Thomas mal ouviu o que Newt dizia, depois de ver Alby resmungando ao lado, longe do
grupo principal de Clareanos, sozinho. Alby segurava na corda do arco enquanto olhava para
o chão. Uma aljava com flechas pendia-lhe do ombro. Thomas sentiu uma maré crescente de
preocupação com a possibilidade de que Alby estivesse instável, de que viesse a estragar
tudo. Decidiu observá-lo atentamente se pudesse.
- Alguém quer dizer algumas palavras ou algo parecido? - perguntou Minho, afastando a
atenção de Thomas da direção de Alby.
- Vá em frente - replicou Newt.
Minho inclinou a cabeça e encarou o grupo.
- Tomem cuidado - disse secamente. - Não morram.
Thomas teria rido se pudesse, mas estava com medo demais para isso.

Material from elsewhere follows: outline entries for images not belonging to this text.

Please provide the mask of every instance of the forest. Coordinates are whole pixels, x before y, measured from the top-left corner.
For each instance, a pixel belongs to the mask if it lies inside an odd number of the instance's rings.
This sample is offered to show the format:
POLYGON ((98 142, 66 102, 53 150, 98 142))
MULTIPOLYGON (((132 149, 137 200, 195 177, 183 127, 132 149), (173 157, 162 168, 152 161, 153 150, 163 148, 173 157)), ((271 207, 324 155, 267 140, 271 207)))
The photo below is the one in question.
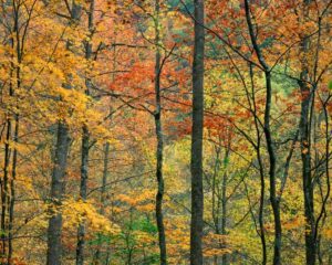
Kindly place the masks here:
POLYGON ((332 0, 0 0, 0 264, 332 265, 332 0))

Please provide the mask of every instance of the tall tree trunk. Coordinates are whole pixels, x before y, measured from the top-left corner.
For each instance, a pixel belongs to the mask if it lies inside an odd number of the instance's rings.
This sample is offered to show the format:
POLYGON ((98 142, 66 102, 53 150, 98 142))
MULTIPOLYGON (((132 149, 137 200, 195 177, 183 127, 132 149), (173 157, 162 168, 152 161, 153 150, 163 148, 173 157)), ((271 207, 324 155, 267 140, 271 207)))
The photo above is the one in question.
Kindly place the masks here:
POLYGON ((191 128, 191 223, 190 264, 203 264, 203 127, 204 127, 204 0, 194 0, 195 43, 193 63, 193 128, 191 128))
MULTIPOLYGON (((107 177, 108 177, 108 156, 110 156, 110 142, 106 142, 104 146, 104 165, 103 165, 103 178, 102 178, 102 189, 101 189, 101 209, 100 209, 101 214, 105 213, 106 184, 107 184, 107 177)), ((97 250, 94 255, 94 264, 100 264, 101 248, 102 248, 102 239, 98 235, 97 250)))
MULTIPOLYGON (((14 142, 19 141, 19 115, 15 114, 14 142)), ((14 203, 15 203, 15 179, 17 179, 18 150, 13 150, 12 169, 10 180, 10 203, 9 203, 9 224, 8 224, 8 264, 11 264, 12 247, 12 229, 14 222, 14 203)))
MULTIPOLYGON (((90 1, 89 10, 89 31, 90 31, 90 41, 85 43, 85 59, 91 60, 92 55, 92 36, 94 31, 94 0, 90 1)), ((89 62, 87 62, 89 63, 89 62)), ((90 95, 91 80, 85 77, 85 95, 90 95)), ((87 191, 87 178, 89 178, 89 151, 90 151, 90 132, 87 125, 83 125, 82 128, 82 149, 81 149, 81 184, 80 184, 80 199, 82 201, 86 200, 87 191)), ((84 264, 84 245, 85 245, 85 224, 82 221, 77 229, 77 245, 76 245, 76 265, 84 264)))
POLYGON ((155 94, 156 94, 156 110, 154 113, 155 129, 157 137, 157 165, 156 165, 156 179, 157 179, 157 194, 156 194, 156 221, 158 229, 158 241, 159 241, 159 253, 160 264, 167 264, 166 253, 166 236, 163 216, 163 197, 164 197, 164 176, 163 176, 163 152, 164 152, 164 139, 162 128, 162 102, 160 102, 160 33, 159 33, 159 0, 155 1, 155 45, 156 45, 156 57, 155 57, 155 94))
MULTIPOLYGON (((304 15, 308 15, 308 4, 310 0, 304 0, 304 15)), ((301 43, 303 52, 302 71, 300 74, 301 91, 301 117, 300 117, 300 142, 301 142, 301 161, 302 161, 302 181, 304 197, 304 216, 305 216, 305 261, 308 265, 315 263, 317 244, 314 241, 314 209, 313 209, 313 183, 311 176, 311 132, 310 132, 310 106, 313 104, 313 94, 311 93, 308 71, 309 56, 309 38, 304 36, 301 43)))
MULTIPOLYGON (((71 23, 75 24, 80 21, 82 8, 76 4, 75 1, 72 2, 71 8, 71 23)), ((68 43, 68 49, 72 45, 70 41, 68 43)), ((71 88, 71 84, 66 84, 68 89, 71 88)), ((60 99, 61 100, 61 99, 60 99)), ((48 253, 46 253, 46 264, 48 265, 61 265, 62 258, 62 213, 61 203, 64 195, 64 177, 68 165, 68 153, 70 146, 70 131, 65 120, 59 120, 58 123, 58 138, 55 145, 55 156, 54 156, 54 168, 52 173, 51 182, 51 202, 52 216, 49 220, 48 229, 48 253)))
MULTIPOLYGON (((228 172, 227 172, 227 167, 228 167, 228 160, 230 156, 230 144, 226 149, 225 153, 225 159, 224 159, 224 168, 225 172, 222 174, 222 186, 221 186, 221 234, 226 235, 226 227, 227 227, 227 182, 228 182, 228 172)), ((224 240, 225 241, 225 240, 224 240)), ((227 244, 224 242, 222 247, 226 248, 227 244)), ((222 255, 222 265, 228 264, 228 254, 225 253, 222 255)))
MULTIPOLYGON (((82 137, 82 150, 81 150, 81 184, 80 184, 80 199, 82 201, 86 200, 87 191, 87 169, 89 169, 89 142, 90 135, 89 129, 83 126, 83 137, 82 137)), ((77 229, 77 246, 76 246, 76 265, 83 265, 84 263, 84 244, 85 244, 85 224, 82 221, 77 229)))
POLYGON ((51 213, 53 214, 49 221, 48 230, 48 265, 60 265, 62 244, 62 214, 59 206, 64 194, 64 174, 68 162, 68 151, 70 145, 69 128, 64 121, 59 121, 58 125, 58 139, 54 157, 54 168, 52 173, 51 183, 51 200, 52 206, 54 206, 51 213))
POLYGON ((257 43, 257 34, 255 33, 253 24, 251 22, 251 13, 249 1, 245 0, 246 20, 248 24, 248 30, 250 34, 250 40, 253 50, 257 54, 258 61, 263 70, 266 78, 266 106, 264 106, 264 123, 263 131, 267 141, 267 149, 269 155, 269 180, 270 180, 270 202, 272 205, 273 218, 274 218, 274 253, 273 253, 273 265, 281 264, 281 218, 280 218, 280 199, 277 197, 277 183, 276 183, 276 167, 277 167, 277 156, 274 150, 274 144, 271 134, 270 119, 271 119, 271 105, 272 105, 272 83, 271 83, 271 70, 266 63, 262 55, 261 49, 257 43))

- Beleza. Estamos todos divinamente inspirados - respondeu Newt, depois apontou por
cima do ombro, na direção do Labirinto. - Todos conhecem o plano. Depois de dois anos
sendo tratados como camundongos, hoje à noite tomamos uma decisão. Hoje à noite vamos
reagir contra os Criadores, não importa o que precisemos fazer para chegar lá. Hoje à noite é
bom que os Verdugos se cuidem.
Alguém aplaudiu, e depois mais alguém. Em seguida gritos e clamores de batalha se
fizeram ouvir, aumentando de volume, enchendo o ar como uma trovoada. Thomas sentiu uma
gota de coragem dentro de si - agarrou-a como pôde, aferrou-se a ela, desejou ardentemente
que crescesse. Newt estava certo. Naquela noite eles lutariam. Naquela noite haviam tomado
uma decisão, de uma vez por todas.
Thomas estava pronto. Rugiu com os outros Clareanos. Sabia que deveriam estar em
silêncio, não chamando a atenção sobre si mesmos, mas não se preocupou. O jogo havia
começado.
Newt golpeou o ar com a sua arma e gritou:
- Ouçam isso, Criadores! Estamos chegando!
E depois disso, ele se voltou e correu para o Labirinto. Quase não dava para notar que ele
mancava. Para dentro do ar cinzento que parecia mais tenebroso do que na Clareira, cheio de
sombras e escuridão. Os Clareanos ao redor de Thomas, ainda aplaudindo, pegaram as suas
armas e correram atrás de Newt, até mesmo Alby. Thomas os seguiu, alinhando-se entre
Teresa e Chuck, segurando uma grande lança de madeira com uma faca amarrada na
extremidade. O sentimento repentino de responsabilidade pelos amigos quase o esmagava,
dificultando a corrida.
Mas ele seguiu em frente, determinado a vencer.
"Você é capaz disso", pensou. "É só passar por aquele Buraco."